Dynamics of mobile coupled phase oscillators

We study the transient synchronization dynamics of locally coupled phase oscillators moving on a one-dimensional lattice. Analysis of spatial phase correlation shows that mobility speeds up relaxation of spatial modes and leads to faster synchronization. We show that when mobility becomes sufficiently high, it does not allow spatial modes to form and the population of oscillators behaves like a mean-field system. Estimating the relaxation timescale of the longest spatial mode and comparing it with systems with long-range coupling, we reveal how mobility effectively extends the interaction range.

Figure 1

Mobile oscillators on a one-dimensional lattice. (a) Bars indicate a coupling range $r=2$ for oscillators in the bulk and at a boundary. (b) During a small time interval $\Delta t$, each oscillator exchanges its position with one of its adjacent neighbors with probability $\lambda \Delta t$.

Figure 2

Snapshots of spatial phase profiles. (a) $\lambda /\kappa =0$, (b) $\lambda /\kappa =10$, and (c) $\lambda /\kappa ={10}^4$. Each dot represents an oscillator.

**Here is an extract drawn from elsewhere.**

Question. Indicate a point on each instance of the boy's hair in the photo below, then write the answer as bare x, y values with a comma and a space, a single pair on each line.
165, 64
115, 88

In all panels, $\kappa =1$, $r=1$, and $N=100$.

Figure 3

Time evolution of the correlations $\rho$ defined by Eq. (2), (a)–(c), and $1-\rho$, (d)–(f). $\lambda /\kappa =0$ in (a) and (d), $\lambda /\kappa =10$ in (b) and (e), $\lambda /\kappa ={10}^4$ in (c) and (f). Lines of different colors represent correlations for different distances $d$, as indicated in the figure. In all panels, $\kappa =1$, $r=1$, and $N=100$; from left to right, the lines are $\rho \left(1\right)$, $\rho \left(5\right)$, $\rho \left(20\right)$, $\rho \left(40\right)$, and $\rho \left(99\right)$.

Figure 4

Onset of nonlocal and mean-field behavior. (a) Dependence of the characteristic time $T_c$ on $\lambda /\kappa$ for different system sizes. (b) Dependence of the scaled characteristic time ${\tilde{T}}_c$ on $\lambda /\kappa$. The solid line indicates Eq. (3). The dashed line indicates ${\tilde{T}}_c=1$. (c) Dependence of $T_c$ on the scaled moving rate $(\lambda /\kappa )/N^2$. In (a) and (c), the dashed line indicates $T_c=1/2$. In all panels, $\kappa =1$ and $r=1$.

Figure 5

Effect of a single exchange event on the longest spatial mode. (a) Shape of the longest spatial mode and a small defect caused by an exchange event between two neighboring oscillators at time $t=t_0+{\tau }_1$. Each dot indicates an oscillator. See text for symbols. (b) Dependence of $1-{\langle c_{11}\rangle }_x$ on system size $N$ for different coupling ranges $r$. Symbols indicate the results obtained from a numerical calculation where we first compute $c_{11}\left(x\right)$ for each $x$ and then compute its spatial average ${\langle c_{11}\rangle }_x$. The broken line is ${\pi }^2/N^3$, as in Eq. (17).

Figure 6

Effective coupling range induced by mobility. (a) Dependence of the characteristic time $T_c$ on the coupling range $r$ for nonmobile oscillators in systems of different sizes $N$. Symbols correspond to numerical simulations, lines indicate the approximation given by Eq. (26). Parameters: $\kappa =1$ and $\lambda /\kappa =0$. (b) Dependence of the effective coupling range $r_e$ given by Eq. (27) on $\lambda /\kappa$. $r=1$. The dotted line represents $r_e=\sqrt{48}/4\times \sqrt{\lambda /\kappa }$.

Figure 7

Onset of nonlocal behavior for mobile oscillators with coupling ranges $r$ and their effective coupling range $r_e$. (a) Dependence of $T_c$ on $\lambda /\kappa$ for different coupling ranges $r$. Symbols indicate $T_c$ obtained by numerical simulations of Eq. (1), while each colored line indicates Eq. (23) for corresponding $r$ of the same color. The horizontal dotted line indicates $T_c=1/2$. $\kappa =1$ and $N=100$. (b) Dependence of the effective coupling range $r_e$ given by Eq. (31) on $\lambda /\kappa$. The dotted line represents $r_e=\sqrt{48}/4\times \sqrt{\lambda /\kappa }$. From top to bottom, the solid lines are $r=20,10,5,2,1$.